[antlr-interest] Easier way to do string literals?

Sun Oct 14 23:57:29 PDT 2007

At 18:13 15/10/2007, Rick Mann wrote:
 >StringLiteral returns [String s]
 >     :  '"' StringGuts '"' { $s = $StringGuts.text; }
 >     ;
[...]
 >But it's not really working quite like I'd expect. The resulting 

 >text includes the quotes, and the escapes don't seem to really
 >turn into the actual characters (I realize I need something more 

 >there).

Lexer rules don't support return values (since they already have a 
return value: the token), so your "returns" block won't have any 
effect there.  That's why you're still getting the quotes.  (There 
should be a warning/error message about this, but apparently 
that's not possible until ANTLR3 becomes self-hosted.)

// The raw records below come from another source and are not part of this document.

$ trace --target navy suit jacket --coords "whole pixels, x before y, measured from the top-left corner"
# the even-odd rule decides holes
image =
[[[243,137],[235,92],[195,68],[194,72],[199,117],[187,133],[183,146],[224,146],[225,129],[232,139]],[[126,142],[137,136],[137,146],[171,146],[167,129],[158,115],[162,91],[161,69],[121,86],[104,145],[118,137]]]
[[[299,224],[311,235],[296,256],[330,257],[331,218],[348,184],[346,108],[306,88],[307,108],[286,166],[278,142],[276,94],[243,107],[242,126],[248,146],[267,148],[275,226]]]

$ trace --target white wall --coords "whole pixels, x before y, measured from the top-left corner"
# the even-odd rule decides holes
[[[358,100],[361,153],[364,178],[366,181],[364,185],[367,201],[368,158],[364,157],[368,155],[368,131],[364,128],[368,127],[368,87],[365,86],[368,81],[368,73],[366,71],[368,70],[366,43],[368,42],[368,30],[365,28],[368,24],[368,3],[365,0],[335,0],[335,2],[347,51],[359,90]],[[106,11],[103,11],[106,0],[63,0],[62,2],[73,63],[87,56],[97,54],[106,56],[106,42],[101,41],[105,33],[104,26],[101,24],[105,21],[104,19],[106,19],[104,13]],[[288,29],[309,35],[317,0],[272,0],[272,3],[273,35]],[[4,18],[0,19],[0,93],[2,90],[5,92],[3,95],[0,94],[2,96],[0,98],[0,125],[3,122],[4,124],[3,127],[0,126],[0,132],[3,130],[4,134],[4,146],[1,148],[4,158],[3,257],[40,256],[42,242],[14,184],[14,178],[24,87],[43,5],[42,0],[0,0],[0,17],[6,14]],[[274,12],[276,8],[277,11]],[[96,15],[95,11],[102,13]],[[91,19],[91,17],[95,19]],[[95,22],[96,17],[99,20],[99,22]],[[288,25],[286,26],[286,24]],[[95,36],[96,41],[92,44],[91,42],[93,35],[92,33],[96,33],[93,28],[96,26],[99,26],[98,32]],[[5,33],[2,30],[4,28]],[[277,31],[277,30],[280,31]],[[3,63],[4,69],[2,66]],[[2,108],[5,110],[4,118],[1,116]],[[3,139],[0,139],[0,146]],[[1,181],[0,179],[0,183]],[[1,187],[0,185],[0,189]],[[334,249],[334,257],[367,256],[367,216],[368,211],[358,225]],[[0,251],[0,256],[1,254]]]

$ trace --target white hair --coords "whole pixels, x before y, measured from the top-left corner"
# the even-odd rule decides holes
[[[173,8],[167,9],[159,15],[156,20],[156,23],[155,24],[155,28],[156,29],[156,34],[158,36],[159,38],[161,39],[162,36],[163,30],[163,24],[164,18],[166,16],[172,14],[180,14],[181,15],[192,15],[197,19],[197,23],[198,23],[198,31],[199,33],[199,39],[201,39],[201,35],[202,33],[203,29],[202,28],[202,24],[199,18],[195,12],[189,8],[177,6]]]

There's an example in the wiki showing how to get rid of the 
quotes by using setText, which is probably what you want 
instead.  (FYI: setText creates a copy of the token text, whereas 
emit will use the same text as the main token stream.  Which means 
emit is faster but a little more finicky -- and not really 
suitable in your case, since you also want to munge the internal 
text by parsing the escapes.)

 >I need to also run through the text and handle the escapes. 
This
 >seems like the wrong approach, since it means I'm writing parse
 >code in Java, which strikes me as underutilizing ANTLR.

Well, you're always going to have to write your own escape-parsing 
code, since ANTLR can't make any guesses about what you want \n to 
mean.  Maybe it's a newline; maybe it's a placeholder for "the 
contents of variable 'n'", maybe it's something even more 
esoteric.

StringLiteral
   : '"' StringGuts '"' { setText(ParseEscapes($StringGuts.text)); 
}
   ;

And yes, you have to use setText at this level.  setText has no 
effect in a fragment rule, so you can't handle it inside 
EscapeSequence itself.  Which would be nice, but it's just not 
possible without a lot of dancing around.